Presented By: Manatt Phelps and Phillips


Federal Trade Commission Chairman Jon Leibowitz said earlier this month that the agency will explore whether the federal government should step in to help the news industry, which is struggling to survive at a time in which the combined effect of the Internet and the recession has caused ad revenues to plummet.

“We should be able to take action if necessary to preserve the news that is vital to democracy,” Chairman Leibowitz said in a speech on the first day of a two-day FTC workshop on the future of journalism. He said the commission will study whether and how the government should change the manner in which the industry is regulated. He floated some ideas, like exempting news-gathering organizations from antitrust laws, granting them special tax treatment, amending copyright laws, and extending government subsidies to commercial news organizations.

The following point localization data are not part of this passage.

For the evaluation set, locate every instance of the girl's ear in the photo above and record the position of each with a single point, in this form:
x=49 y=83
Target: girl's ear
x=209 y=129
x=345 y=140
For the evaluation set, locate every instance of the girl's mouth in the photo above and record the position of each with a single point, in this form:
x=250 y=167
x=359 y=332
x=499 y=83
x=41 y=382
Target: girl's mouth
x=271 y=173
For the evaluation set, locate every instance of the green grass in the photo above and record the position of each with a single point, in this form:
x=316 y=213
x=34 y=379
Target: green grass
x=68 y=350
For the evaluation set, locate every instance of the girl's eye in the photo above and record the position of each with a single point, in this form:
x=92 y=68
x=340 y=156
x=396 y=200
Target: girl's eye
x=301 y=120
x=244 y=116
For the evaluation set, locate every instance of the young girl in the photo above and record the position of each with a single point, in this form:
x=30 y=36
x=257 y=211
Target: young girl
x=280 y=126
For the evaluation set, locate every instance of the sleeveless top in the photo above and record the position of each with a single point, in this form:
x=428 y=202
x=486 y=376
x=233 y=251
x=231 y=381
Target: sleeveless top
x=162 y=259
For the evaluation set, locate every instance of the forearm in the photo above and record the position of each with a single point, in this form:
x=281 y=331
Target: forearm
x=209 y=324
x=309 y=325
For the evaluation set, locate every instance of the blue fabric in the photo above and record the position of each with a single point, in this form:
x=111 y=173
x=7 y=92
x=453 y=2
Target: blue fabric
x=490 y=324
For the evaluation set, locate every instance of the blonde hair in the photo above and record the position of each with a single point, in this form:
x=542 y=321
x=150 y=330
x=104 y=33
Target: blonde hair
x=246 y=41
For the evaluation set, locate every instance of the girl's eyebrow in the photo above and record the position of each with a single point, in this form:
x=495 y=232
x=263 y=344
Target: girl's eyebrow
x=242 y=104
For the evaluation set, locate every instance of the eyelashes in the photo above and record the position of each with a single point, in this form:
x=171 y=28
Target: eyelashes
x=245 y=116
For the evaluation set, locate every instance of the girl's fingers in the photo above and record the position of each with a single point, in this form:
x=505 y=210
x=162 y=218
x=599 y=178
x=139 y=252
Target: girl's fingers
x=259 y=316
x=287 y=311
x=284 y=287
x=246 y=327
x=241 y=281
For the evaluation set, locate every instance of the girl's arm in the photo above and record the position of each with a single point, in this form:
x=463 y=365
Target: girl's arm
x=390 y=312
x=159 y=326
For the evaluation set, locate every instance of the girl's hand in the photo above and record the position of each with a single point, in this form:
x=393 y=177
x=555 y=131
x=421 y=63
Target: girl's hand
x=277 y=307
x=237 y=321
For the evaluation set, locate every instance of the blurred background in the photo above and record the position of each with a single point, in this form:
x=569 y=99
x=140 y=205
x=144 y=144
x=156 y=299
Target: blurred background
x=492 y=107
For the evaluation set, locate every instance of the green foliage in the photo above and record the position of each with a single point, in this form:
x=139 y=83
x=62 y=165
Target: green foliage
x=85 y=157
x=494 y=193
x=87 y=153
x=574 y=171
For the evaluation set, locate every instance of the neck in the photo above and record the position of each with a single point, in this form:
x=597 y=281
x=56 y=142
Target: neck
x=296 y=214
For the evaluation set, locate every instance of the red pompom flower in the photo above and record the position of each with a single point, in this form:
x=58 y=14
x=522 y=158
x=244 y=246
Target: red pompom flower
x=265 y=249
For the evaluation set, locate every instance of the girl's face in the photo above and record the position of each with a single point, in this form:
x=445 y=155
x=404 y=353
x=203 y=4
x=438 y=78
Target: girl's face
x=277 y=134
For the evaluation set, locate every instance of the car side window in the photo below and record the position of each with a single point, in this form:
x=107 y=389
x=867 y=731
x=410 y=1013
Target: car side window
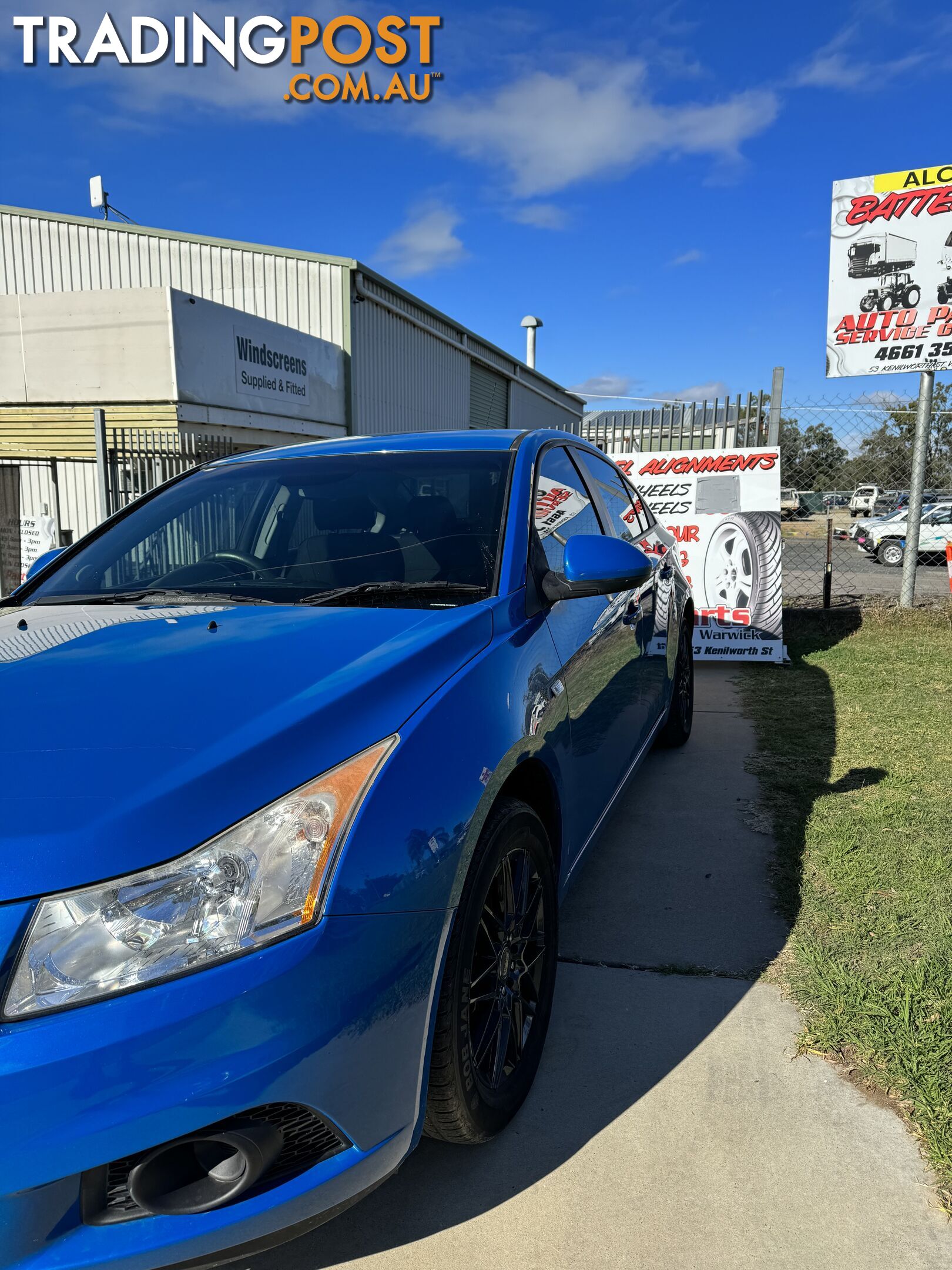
x=620 y=504
x=562 y=506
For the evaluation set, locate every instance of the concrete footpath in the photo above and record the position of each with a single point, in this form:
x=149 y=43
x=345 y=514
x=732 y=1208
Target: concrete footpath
x=671 y=1127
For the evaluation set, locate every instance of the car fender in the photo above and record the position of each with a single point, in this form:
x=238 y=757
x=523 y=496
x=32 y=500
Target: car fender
x=414 y=837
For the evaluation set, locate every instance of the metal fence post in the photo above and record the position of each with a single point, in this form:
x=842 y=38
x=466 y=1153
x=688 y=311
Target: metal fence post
x=921 y=445
x=828 y=570
x=102 y=464
x=58 y=513
x=773 y=433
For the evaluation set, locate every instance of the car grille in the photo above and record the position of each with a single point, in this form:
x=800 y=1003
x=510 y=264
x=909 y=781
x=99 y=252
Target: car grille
x=307 y=1141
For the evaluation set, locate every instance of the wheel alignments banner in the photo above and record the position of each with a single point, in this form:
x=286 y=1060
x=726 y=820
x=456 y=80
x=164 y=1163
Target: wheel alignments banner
x=724 y=510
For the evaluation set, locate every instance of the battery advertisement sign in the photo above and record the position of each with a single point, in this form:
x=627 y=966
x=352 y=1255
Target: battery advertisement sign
x=723 y=507
x=890 y=302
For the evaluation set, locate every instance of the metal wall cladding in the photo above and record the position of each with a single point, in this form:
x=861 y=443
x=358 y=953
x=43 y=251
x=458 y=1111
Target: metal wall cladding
x=40 y=253
x=403 y=377
x=527 y=409
x=489 y=398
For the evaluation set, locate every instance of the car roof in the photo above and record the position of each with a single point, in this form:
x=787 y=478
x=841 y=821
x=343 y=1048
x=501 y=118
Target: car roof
x=470 y=439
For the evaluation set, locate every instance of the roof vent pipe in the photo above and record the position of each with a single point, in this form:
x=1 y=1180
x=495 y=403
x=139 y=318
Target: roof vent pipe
x=531 y=323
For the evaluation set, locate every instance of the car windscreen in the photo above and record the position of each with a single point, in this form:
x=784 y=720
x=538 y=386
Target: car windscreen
x=418 y=527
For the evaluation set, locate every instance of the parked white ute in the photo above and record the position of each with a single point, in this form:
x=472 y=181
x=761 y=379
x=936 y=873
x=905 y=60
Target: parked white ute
x=863 y=499
x=866 y=522
x=886 y=540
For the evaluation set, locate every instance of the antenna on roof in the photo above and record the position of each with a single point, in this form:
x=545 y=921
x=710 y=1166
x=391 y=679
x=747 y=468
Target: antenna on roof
x=98 y=197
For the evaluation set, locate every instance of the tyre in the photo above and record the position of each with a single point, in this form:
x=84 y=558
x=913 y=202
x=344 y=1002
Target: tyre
x=743 y=568
x=681 y=713
x=890 y=553
x=498 y=982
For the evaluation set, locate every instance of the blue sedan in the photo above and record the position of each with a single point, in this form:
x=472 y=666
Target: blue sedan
x=300 y=753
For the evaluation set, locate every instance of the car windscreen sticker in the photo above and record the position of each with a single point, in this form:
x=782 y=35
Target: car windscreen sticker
x=555 y=506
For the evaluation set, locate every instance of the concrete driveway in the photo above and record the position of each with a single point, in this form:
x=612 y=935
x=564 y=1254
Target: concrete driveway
x=669 y=1127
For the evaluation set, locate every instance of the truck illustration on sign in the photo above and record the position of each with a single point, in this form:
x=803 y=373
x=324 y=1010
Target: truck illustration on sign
x=945 y=291
x=887 y=258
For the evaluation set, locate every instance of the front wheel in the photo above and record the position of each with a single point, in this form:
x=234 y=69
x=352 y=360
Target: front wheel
x=681 y=711
x=498 y=982
x=890 y=553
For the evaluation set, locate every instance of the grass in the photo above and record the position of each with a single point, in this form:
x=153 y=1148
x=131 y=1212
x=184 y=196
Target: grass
x=854 y=763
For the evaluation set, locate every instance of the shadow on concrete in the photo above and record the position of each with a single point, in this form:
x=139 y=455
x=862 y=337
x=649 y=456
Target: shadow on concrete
x=679 y=884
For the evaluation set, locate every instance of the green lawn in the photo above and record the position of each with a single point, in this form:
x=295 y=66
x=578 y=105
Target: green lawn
x=856 y=767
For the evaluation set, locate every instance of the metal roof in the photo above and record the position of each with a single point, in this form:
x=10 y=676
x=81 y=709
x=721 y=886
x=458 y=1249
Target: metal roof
x=321 y=258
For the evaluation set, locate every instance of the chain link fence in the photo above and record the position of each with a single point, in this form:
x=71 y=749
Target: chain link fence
x=844 y=473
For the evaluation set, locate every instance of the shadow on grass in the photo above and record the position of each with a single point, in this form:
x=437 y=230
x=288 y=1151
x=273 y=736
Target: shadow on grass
x=806 y=718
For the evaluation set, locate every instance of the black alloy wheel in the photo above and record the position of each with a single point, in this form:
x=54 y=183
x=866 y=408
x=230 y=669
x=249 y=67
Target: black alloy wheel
x=498 y=982
x=681 y=713
x=507 y=970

Another agency, the Federal Communications Commission, is currently revisiting a long-standing rule that prevents a company from owning newspapers and TV stations in a single market.

But Chairman Leibowitz cautioned that changes in the news business must be much better understood before any policy changes are made. As for their part, media executives at the hearing said that some relaxation of antitrust and tax rules might be helpful, but also expressed concern about excessive government involvement in the news business.

News Corp. Chairman and Chief Executive Rupert Murdoch said at the workshop that media companies need to figure out how to convince readers to pay for high-quality journalism. “Good journalism is an expensive commodity,” he said. Murdoch owns The Wall Street Journal, the online version of which is subscription-based. Murdoch also criticized Internet sites that reuse or repost news articles published by others without paying for them. “To be impolite, it’s theft,” he said.

Arianna Huffington, editor in chief of the Web site Huffington Post, spoke after Murdoch. She pointed out that sites such as hers that collect and link to news content from other providers drive a great deal of online traffic to The Wall Street Journal.  “It’s time for traditional media companies to stop whining,” she said.

A Google executive backed Huffington, saying that Google and similar online news aggregators benefit news organizations by sending users to their sites. “The reality is that the vast majority of publishers want to be discovered,” Josh Cohen, senior business product manager for Google News, said at the FTC event. Cohen said it was technologically very simple for a publisher to instruct Google’s Web crawler not to index its news site. The implication was that publishers choose not to do so because they understand the value of having their articles show up on Google News.

Congress is also looking at ways to help the ailing news industry. This spring, Sen. Benjamin Cardin (D-Md.) proposed a law that would allow newspapers to operate as tax-exempt institutions. Congress has held several hearings on the financial challenges facing the industry.

Why it matters: The news industry’s traditional business model – based largely on revenues generated by ads placed in printed papers – is clearly broken. More and more readers are getting their news from the Internet, or from electronic reading devices like Amazon’s Kindle. Although the government may be able to help the industry, such help would not fix the fundamental problems with the old advertising-based model, and may result in unintended consequences and unwanted governmental oversight of a fiercely independent industry.